Yanking at restraints that would not release him, and cut into his flesh with cunningly placed barbs.
Lurching away from the stinging cuts left by whips thinner than hairs.
There, his wrist, slick against the inside of the cuff with unexpected blood.
The ball of his foot, sensitive beyond imagining.
The clamps pinching flesh too sensitive for metal.
Pain.
Helplessness.
Terror.
His chest jerked, and his throat was so dry he thought it coughing. Then it came again. He choked on the sob, refusing it egress. He would not. Weeping—he'd wept before the Emperor—he knew he had, but stately weeping. Stately. Controlled. Not this.
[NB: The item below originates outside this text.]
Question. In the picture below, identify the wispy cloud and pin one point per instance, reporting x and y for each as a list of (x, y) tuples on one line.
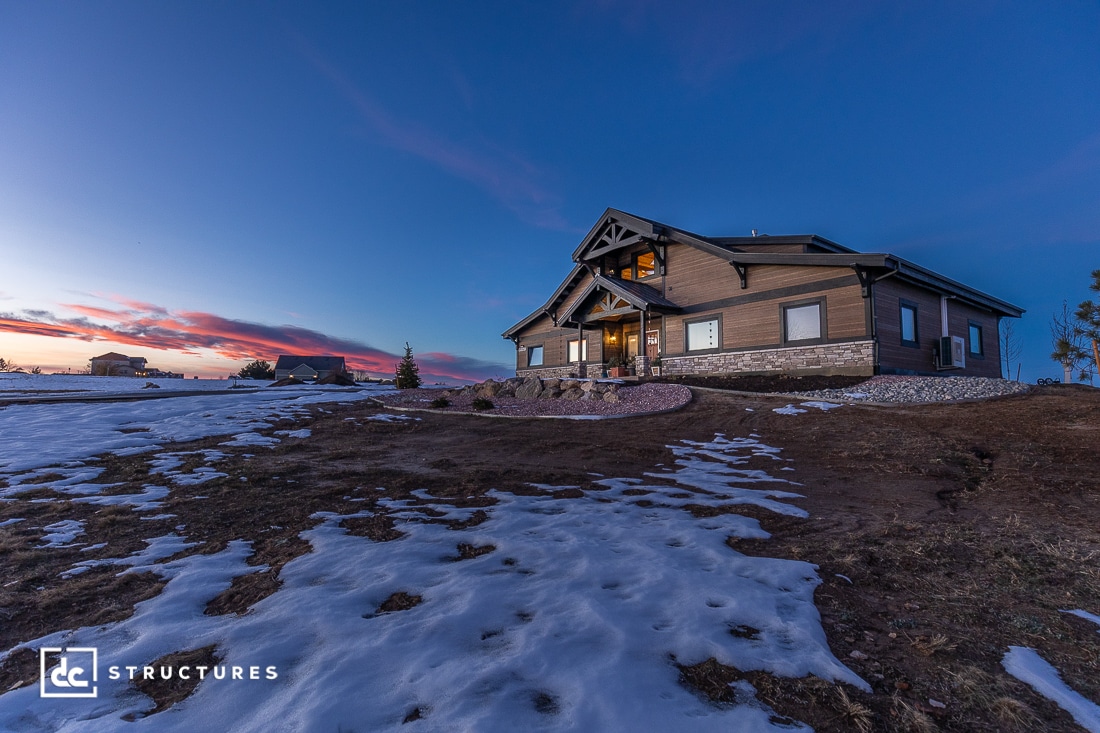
[(150, 326), (506, 175)]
The second tore lose. He shook his head. No, he would not.
But he did. He was.
Out of fury, out of anguish, he sobbed. Out of panic that this was now, this was forever, this was never-ending. Out of desperation, that he could not escape. Except that there was one escape, one possible place to go—
/Ambassador./
No—
/Come back./
No—
/He who is called by Others Lisinthir Nase Galare. Beauty. Perfection. Ambassador. Come back, come back./
Somewhere, far away, there was a body wracked with pain and slick with sweat, gagging on tears. He would not go there.
/Come back, O my Perfection. Oh, don't go./
Also, somewhere back there, was a fear that didn't belong to him, and it somehow seemed sweet.
/Don't go./
And if he didn't?
/Release./
He had promised such before.
/Truth. Truth, Beauty./
Some part of him believed, believed because the words held yearning as well as fear. Grief as well as supplication. He poured back into the body he hadn't even realized he'd left and found himself slumped in the arms of the Emperor, stinking of sweat and blood, hair matted to his cheeks and against sides stiff with crusted cuts.
"Tend him," said the Emperor harshly past his ear. Lisinthir assumed it was him, at least... this stranger whose skin blazed with anger and remorse, whose touch was tender and possessive, cradling Lisinthir's head and steadying his hip.
The wordless other behind them began to soothe, where once he harmed. Despite the cooling touch, Lisinthir flinched.
"Gently, Perfection," the Emperor whispered into his ear. "It is over. Never again."
"You said that. Last time." When had his breathing become so ragged? And his th
roat so raw? Talking was agony. How ironic that he dripped with sweat while his mouth was dry.
"I needed this time to understand," the Emperor said. "And now I do. Never again." Softer. "You may not come back."
Lisinthir closed his eyes and rested in the arms of the male upon whose whim he lived, and felt it in his heart, the truth of it, the risk he'd taken not with the Emperor... but with himself.
"That should be sufficient," the Surgeon said, standing. "Rest, water, food. Normal sex. He will survive."
"Thank you for your services," the Emperor said. "Go."
The Surgeon bowed. The silence he left behind seemed awkward, magnified by the bitterness of each breath Lisinthir fought for.
"Come," the Emperor said, then a surge of worry. "Can you walk?"
Lisinthir nodded, got his feet beneath himself and staggered upright. The Emperor braced him on one side and helped him to the bed, arranging him across it and drawing the blankets up around his shoulders.
"I will get water," he said.
Lisinthir was too tired to nod, unable to hold onto awareness. It lingered on its own, and so did he.
The bed creased beneath a weight, and then fingers tipped with nails teased his lips apart and pressed the rim of a bowl against them. The smell of cold water drew Lisinthir from his drifting fugue, pulled him to struggle against gravity and sodden exhaustion. He drank, and the drinking was so precious he shed tears. He had his fill two bowls later, and then the Emperor set it aside with a soft clack and slid beneath the covers with him. Cool chest to abused back—somehow, even as an Eldritch, the Chatcaava ran cooler than the shape they imitated. One long arm reached over Lisinthir's side and clasped his limp hand there. In this cocoon of blankets and flesh, Lisinthir found comfort, somehow. The silence was no longer awkward, only soothing. Soothing until it was broken, and even so it softened the words that filled it.
"Was it thus... every time?"
On the rack. Beneath the whip. "Yes."
"And you endured it."
Lisinthir closed his eyes.
"Your tears did not delight me," the Emperor whispered, and twined with his voice came despair and horror. Feeling it between them, Lisinthir's breath caught.